5 exercises on the language of capacity: CPU and memory utilisation, saturating resources, throttling and rate-limiting, contention, capacity planning, and right-sizing.
Key patterns
CPU / memory utilisation (in use) vs. allocation (reserved)
A dashboard review notes: "Average CPU ___ is sitting at 85% across the fleet — we're close to the limit." Which noun is the standard term for how much of a resource is in use?
Utilisation — the fraction of a resource in use (US: utilization):
Utilisation is the proportion of a resource's capacity currently being used, usually a percentage.
"CPU utilisation is at 85%", "memory utilisation peaked at 92%", "disk/network utilisation"
Utilisation vs. the distractors — a key distinction:
Allocation — what you reserve/assign (e.g. a pod requests 2 CPUs); you can be allocated a lot but utilise little, which is waste
Saturation — the resource is fully used and work is queueing (utilisation near/at 100% with backlog)
Throughput — work completed per second; latency — time per request
In the USE method (Utilisation, Saturation, Errors), utilisation answers "how busy?" while saturation answers "is there a queue?". They are related but not the same.
2 / 5
A load test summary says: "At 30k RPS we ___ the database connection pool — every connection was busy and requests started queuing." Which verb means "drove a resource to its full capacity"?
Saturate a resource — drive it to full capacity:
To saturate a resource is to use 100% of it so that additional work must wait — the queue builds and latency climbs.
"At peak we saturated the NIC", "the disk is saturated", "we hit saturation on the connection pool"
Noun: saturation — one of the USE method's three signals (Utilisation, Saturation, Errors)
"Beyond saturation, every extra request just increases the queue depth and tail latency."
Utilisation vs. saturation: 100% utilisation alone is not always bad; saturation specifically means demand exceeds capacity so work backs up (run-queue length, pool wait time, etc.).
Why not the distractors?Provision = set up/allocate resources; deprecate = mark for removal; serialize = convert data to a storable/transmittable form.

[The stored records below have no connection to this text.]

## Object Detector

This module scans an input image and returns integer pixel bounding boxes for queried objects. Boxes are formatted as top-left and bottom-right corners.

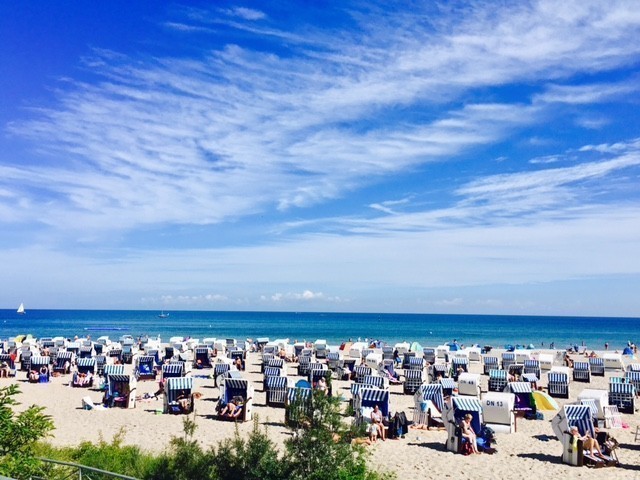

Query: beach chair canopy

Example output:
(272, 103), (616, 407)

(552, 404), (594, 440)
(416, 384), (445, 413)
(266, 376), (288, 389)
(357, 388), (390, 417)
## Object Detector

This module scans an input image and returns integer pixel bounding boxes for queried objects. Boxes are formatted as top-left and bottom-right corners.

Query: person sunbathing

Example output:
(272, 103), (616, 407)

(571, 426), (606, 458)
(220, 399), (243, 419)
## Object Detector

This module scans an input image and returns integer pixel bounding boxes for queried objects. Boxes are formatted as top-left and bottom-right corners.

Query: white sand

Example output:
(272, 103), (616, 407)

(8, 351), (640, 479)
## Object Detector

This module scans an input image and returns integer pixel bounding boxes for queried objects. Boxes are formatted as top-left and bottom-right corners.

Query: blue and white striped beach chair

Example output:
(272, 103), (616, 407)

(407, 356), (424, 371)
(106, 374), (137, 409)
(507, 381), (536, 415)
(350, 383), (368, 409)
(430, 363), (448, 381)
(285, 387), (313, 427)
(451, 357), (469, 380)
(164, 377), (194, 414)
(265, 376), (288, 407)
(353, 365), (372, 384)
(297, 356), (312, 376)
(162, 362), (184, 380)
(440, 377), (457, 397)
(524, 359), (541, 379)
(382, 346), (394, 360)
(135, 355), (156, 381)
(579, 398), (600, 428)
(402, 352), (416, 369)
(423, 348), (436, 364)
(108, 348), (123, 363)
(261, 353), (274, 373)
(267, 358), (285, 370)
(53, 351), (73, 374)
(308, 368), (330, 393)
(29, 356), (50, 383)
(213, 363), (231, 387)
(219, 378), (253, 422)
(403, 369), (424, 395)
(548, 371), (570, 399)
(354, 388), (390, 427)
(78, 346), (93, 359)
(326, 352), (340, 371)
(573, 361), (591, 383)
(76, 357), (96, 375)
(103, 364), (125, 379)
(589, 357), (605, 376)
(94, 355), (106, 376)
(263, 365), (282, 389)
(362, 374), (385, 390)
(445, 396), (493, 454)
(488, 369), (507, 392)
(502, 352), (516, 370)
(625, 371), (640, 393)
(521, 372), (539, 390)
(609, 382), (635, 414)
(483, 356), (499, 375)
(193, 347), (212, 369)
(413, 384), (445, 427)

Only saturate describes pushing a resource to its limit until work queues.
3 / 5
An API gateway is configured so that "each client is allowed 100 requests per minute; beyond that we ___ them and return HTTP 429." Which verb describes capping a client's request rate?
Rate-limit — cap how many requests a client may make:
To rate-limit is to restrict the number of requests a client can make in a time window; excess requests are rejected, classically with HTTP 429 Too Many Requests.
"We rate-limit the public API to 100 req/min per key."
Closely related: throttle — to deliberately slow down or restrict throughput ("we throttled background jobs to protect the DB")
Rate-limit vs. throttle: both restrict, but rate-limit usually means a hard request cap (reject over the limit), while throttle often means slowing things down or reducing allotted resources. They overlap and are sometimes used interchangeably.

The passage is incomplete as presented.